Page MenuHomePhabricator

Tool to copy Wikibase entities from one Wikibase to another
Closed, ResolvedPublic

Description

As a new Wikibase user, I would like to copy entities, primarily properties and items from an existing Wikibase to my new one, so that I can have a starting point in my knowledge graph from which to build.

After doing some small prototyping exercise in our Wikibase.cloud team week we attempted to build a tool using pywikibot to enable copying pages from one Wiki to another. We attempted to use the transferbot.py script under-the-hood but realised that this does not work on Wikibase entities.

In order to make an incremental step towards this goal we want to try an alternative technical implementation that could tell us how realistic it would be to use this as a foundation for a future user facing feature. This ticket however doesn't anticipate a complete user facing feature; although we are aware that we (or some other technically minded user) might use the outcome of this to do some real-world importing.
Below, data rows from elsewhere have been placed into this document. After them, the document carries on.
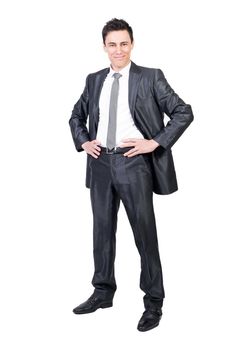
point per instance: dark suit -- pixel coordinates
(150, 96)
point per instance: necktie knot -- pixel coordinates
(117, 75)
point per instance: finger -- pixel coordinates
(95, 151)
(130, 140)
(127, 144)
(131, 153)
(96, 142)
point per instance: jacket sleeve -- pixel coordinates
(176, 109)
(78, 119)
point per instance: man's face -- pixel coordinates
(118, 47)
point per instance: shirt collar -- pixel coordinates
(123, 72)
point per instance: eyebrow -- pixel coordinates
(112, 42)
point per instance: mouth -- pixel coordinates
(119, 57)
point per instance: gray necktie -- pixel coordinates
(111, 132)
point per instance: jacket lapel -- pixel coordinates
(134, 80)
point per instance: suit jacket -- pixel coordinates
(150, 96)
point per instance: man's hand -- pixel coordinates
(91, 147)
(140, 146)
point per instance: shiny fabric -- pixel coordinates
(114, 178)
(150, 96)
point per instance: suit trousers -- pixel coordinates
(114, 178)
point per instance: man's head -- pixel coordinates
(118, 42)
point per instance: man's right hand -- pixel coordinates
(91, 147)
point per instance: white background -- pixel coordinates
(47, 49)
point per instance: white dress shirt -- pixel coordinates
(125, 125)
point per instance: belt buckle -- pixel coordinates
(110, 151)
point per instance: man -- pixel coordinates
(128, 158)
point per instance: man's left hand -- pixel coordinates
(140, 146)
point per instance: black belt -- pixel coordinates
(116, 150)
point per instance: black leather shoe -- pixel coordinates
(91, 305)
(149, 320)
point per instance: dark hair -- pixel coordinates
(116, 24)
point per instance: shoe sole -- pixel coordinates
(148, 329)
(102, 306)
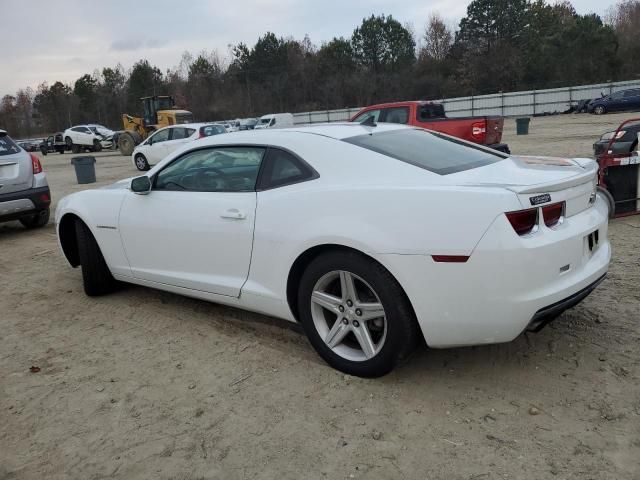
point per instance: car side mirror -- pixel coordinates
(141, 185)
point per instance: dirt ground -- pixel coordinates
(143, 384)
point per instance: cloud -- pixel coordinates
(133, 44)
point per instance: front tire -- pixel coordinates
(356, 314)
(96, 277)
(37, 220)
(141, 163)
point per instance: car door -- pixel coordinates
(615, 102)
(155, 150)
(194, 229)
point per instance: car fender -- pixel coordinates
(99, 209)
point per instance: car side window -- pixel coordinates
(160, 136)
(284, 168)
(430, 111)
(218, 169)
(396, 115)
(366, 115)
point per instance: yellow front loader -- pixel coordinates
(159, 111)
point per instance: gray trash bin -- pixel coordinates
(85, 169)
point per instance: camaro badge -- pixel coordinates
(538, 199)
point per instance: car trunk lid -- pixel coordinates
(16, 173)
(540, 180)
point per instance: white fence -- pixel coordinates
(532, 102)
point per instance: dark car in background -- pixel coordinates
(621, 101)
(626, 141)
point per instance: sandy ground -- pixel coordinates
(143, 384)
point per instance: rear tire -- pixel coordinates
(141, 163)
(96, 277)
(37, 220)
(389, 346)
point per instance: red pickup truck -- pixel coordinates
(483, 130)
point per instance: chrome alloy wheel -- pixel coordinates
(348, 315)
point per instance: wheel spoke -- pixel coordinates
(370, 311)
(325, 300)
(336, 334)
(364, 339)
(347, 287)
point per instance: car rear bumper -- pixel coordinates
(16, 205)
(508, 281)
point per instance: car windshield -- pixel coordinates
(432, 151)
(7, 146)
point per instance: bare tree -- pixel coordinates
(438, 38)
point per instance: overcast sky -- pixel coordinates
(49, 40)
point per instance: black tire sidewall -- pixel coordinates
(401, 325)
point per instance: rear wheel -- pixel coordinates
(38, 220)
(96, 277)
(355, 314)
(141, 162)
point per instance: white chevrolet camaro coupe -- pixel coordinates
(371, 236)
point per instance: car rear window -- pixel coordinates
(7, 146)
(432, 151)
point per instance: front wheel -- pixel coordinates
(355, 314)
(141, 163)
(96, 277)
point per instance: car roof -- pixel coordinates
(337, 131)
(399, 104)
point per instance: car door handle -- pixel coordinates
(234, 214)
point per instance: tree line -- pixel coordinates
(500, 45)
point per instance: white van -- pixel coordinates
(275, 120)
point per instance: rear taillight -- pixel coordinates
(479, 131)
(553, 214)
(35, 163)
(523, 221)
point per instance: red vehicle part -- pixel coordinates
(430, 115)
(619, 177)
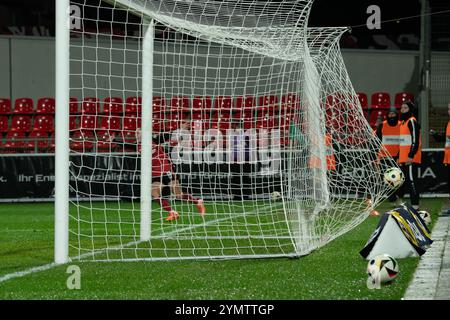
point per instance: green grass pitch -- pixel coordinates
(335, 271)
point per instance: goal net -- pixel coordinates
(234, 107)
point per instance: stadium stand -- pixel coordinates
(110, 124)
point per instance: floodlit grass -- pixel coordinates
(335, 271)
We realised that a sensible architecture for this would be a container image that we can run which takes the following parameters:

  • a source wiki
  • a target wiki (+ credentials to edit there; maybe OAuth)
  • a list of entities to move (or perhaps optionally all entities in the case of a smaller source Wikibase)

One way to do this would be using wikibase-cli which we investigated a little further and seemed plausible.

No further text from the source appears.